Go to hambden orchards. We used to kick a few outta there as kids.


----------



## mmukav

kayak1979 said:


> Two years ago I was backpacking oil creek state park in Pa and kicked up 3. It made me wonder if Pa has a better management program.


They do. Pa. allows state land logging which helps restore the understory grouse and woodcock need to survive. 

Pa. manages their land much better than Ohio does (IMHO). We do grow some great deer though....


----------



## fakebait

The last Grouse I downed in Geauga Co. was in 1974 just north of Chardon in 1976 I moved to southeastern Pa and found a decent population on state game lands in Lancaster and Berks county about 40 miles northeast of Philadelphia. I moved back to Northeastern Ohio in 1992 and saw my last flush in Huntsburg Ohio in 1995. Since then I have tried all over Northeastern Ohio to find a population with no luck. Every time I would get any sort of a lead, out I go looking with no success. I even tried Southeastern Ohio on reports with no luck. In the late 60,s early 70's birds were everywhere. Like it has been stated without clear cutting of old forest there is no habitat for these birds. Now even with some clearing being done and new under growth on some tracts of land there are no birds available to move onto these tracts. Pa has done a great job at clear cutting their game lands to maintain wildlife. Pa. puts the ODNR to shame when comes to maintaining their game lands. At least there you can see your license fees working for you. Here other than shoddy parking lots most land does not see much state funding. Just stating an observation not picking on the ODNR !


----------



## BaddFish

I second the idea that PA has Grouse...Ohio- does not.

I hunted a few select clear cut areas in PA last year- flushed 3 in 4 hours.

Ohio this year- I've went through some nice looking habitat and have only found a few woodcock so far.


----------



## ducky152000

It really is a shame, im only 27 and in my short time of hunting ive noticed a huge decrease in grouse.

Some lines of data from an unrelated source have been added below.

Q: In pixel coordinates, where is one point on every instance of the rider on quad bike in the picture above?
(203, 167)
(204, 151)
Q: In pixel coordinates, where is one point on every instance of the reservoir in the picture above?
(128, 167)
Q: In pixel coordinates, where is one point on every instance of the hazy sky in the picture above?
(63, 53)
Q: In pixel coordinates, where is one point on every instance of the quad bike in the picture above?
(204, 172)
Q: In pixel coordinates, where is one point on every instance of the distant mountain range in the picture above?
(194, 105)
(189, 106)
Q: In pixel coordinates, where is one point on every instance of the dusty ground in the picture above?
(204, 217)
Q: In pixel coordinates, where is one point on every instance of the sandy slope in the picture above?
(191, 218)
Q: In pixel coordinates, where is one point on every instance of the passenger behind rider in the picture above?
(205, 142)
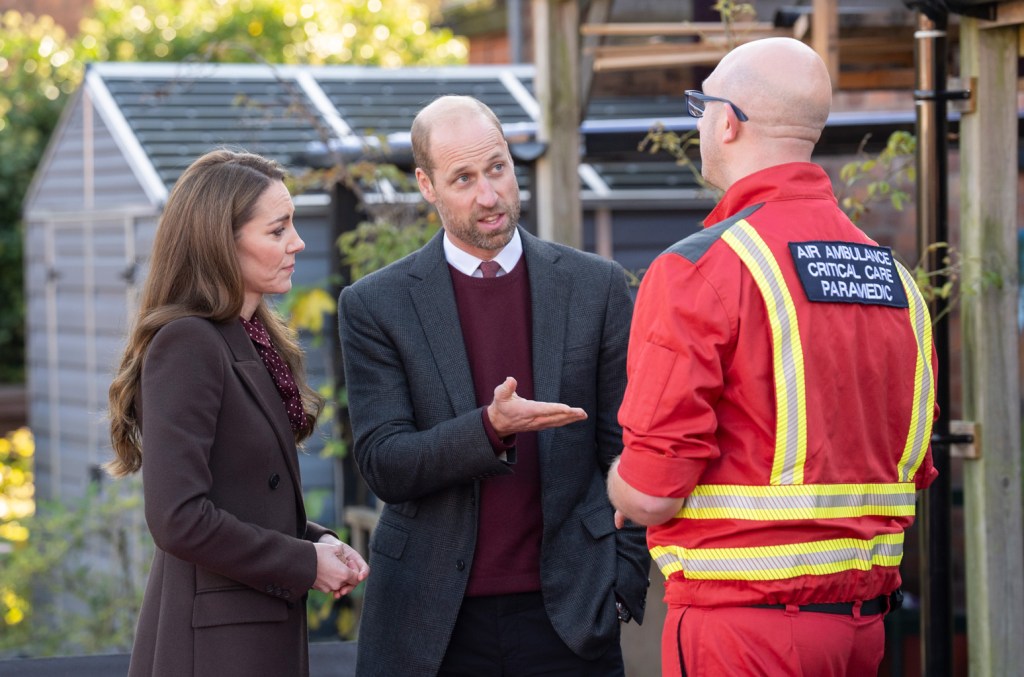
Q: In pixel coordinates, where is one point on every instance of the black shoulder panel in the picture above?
(695, 246)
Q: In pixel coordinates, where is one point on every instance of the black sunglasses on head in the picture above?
(695, 101)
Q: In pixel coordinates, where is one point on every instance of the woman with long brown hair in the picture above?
(210, 402)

When i was in middle school it was nothing to flush 10 to 20 grouse a day. Now in the same woods im lucky to jump 2 a year.


----------



## buckeyebowman

kayak1979 said:


> Two years ago I was backpacking oil creek state park in Pa and kicked up 3. It made me wonder if Pa has a better management program.


They do! My buddy has a trailer in a campground that abuts a state game land in PA. We can walk out the back of the campground and flush grouse left and right! PA allows some tall timber to be cut so that the low, dense, thicket cover grouse love can grow. I used to hunt Beaver Creek SP in southeastern Ohio for many years, and I used to flush grouse all over the place. Now, they're not there! It seems to be like I heard years ago. You can sell permits for turkey, but not for pheasant or grouse! Follow the money!


----------



## MassillonBuckeye

I forget where but while looking at some state park hunting maps, i noticed a ruffed grouse management area. What that means? I'm not sure. Maybe they stock them there to hunt?

Heres a nice writeup anyhow. From 1986 mind you.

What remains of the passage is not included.